COMO COMEÇOU UMA DAS MAIS FAMOSAS ESCOLAS DE SAMBA DE CURITIBA A “NÃO AGITE”

Por Zé Domingos

Fiquei deverás entusiasmado ao ler o comentário de Luiz Fernando Bartolomei Fink na matéria “LUIZ GERALDO MAZZA E NOSSO CARNAVAL, BANDA POLACA E A FOLCLÓRICA GILDA” em que ele relata detalhes de como surgiu a Escola de Samba Não Agite que durante anos foi uma das principais de Curitiba. Houve época de uma intensa rivalidade entre Colorados, Embaixadores da Alegria e D. Pedro II depois Mocidade Azul.
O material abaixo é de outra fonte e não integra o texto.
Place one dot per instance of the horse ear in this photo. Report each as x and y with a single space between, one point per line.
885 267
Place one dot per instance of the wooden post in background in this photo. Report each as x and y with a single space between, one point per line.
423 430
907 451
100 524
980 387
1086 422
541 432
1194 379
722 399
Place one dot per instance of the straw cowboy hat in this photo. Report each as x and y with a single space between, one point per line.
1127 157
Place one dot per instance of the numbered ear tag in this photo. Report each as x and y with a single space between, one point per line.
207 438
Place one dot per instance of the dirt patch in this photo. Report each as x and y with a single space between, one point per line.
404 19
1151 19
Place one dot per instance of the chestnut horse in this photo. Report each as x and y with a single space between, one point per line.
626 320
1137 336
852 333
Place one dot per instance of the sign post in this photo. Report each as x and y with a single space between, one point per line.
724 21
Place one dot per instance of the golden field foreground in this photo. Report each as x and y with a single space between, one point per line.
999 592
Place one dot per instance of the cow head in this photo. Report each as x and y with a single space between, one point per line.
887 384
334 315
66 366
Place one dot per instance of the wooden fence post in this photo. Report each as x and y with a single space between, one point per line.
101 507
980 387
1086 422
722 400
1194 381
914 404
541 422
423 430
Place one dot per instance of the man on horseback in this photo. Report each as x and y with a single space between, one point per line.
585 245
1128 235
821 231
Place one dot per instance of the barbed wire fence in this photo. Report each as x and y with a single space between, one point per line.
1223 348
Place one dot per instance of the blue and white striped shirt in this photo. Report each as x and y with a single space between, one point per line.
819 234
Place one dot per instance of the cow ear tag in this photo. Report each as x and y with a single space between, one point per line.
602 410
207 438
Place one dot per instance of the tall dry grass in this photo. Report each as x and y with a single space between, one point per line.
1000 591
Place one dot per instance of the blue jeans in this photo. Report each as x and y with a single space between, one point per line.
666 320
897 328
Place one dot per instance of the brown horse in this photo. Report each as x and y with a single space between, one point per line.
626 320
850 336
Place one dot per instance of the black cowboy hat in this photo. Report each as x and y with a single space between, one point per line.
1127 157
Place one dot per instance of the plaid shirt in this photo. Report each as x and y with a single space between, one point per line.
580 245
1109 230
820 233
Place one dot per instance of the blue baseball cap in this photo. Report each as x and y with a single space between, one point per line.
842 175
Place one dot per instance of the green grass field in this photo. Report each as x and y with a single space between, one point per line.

Eram grupos fortes, bem organizados que buscavam ganhar o titulo do Carnaval mesmo sem uma premiação condizente. Havia uma ajuda simbólica de participação para todas as escolas e troféus para os primeiros colocados e ficava nisso. Mesmo assim havia confrontos, disputas, troca de rugas entre dirigentes e componentes das escolas.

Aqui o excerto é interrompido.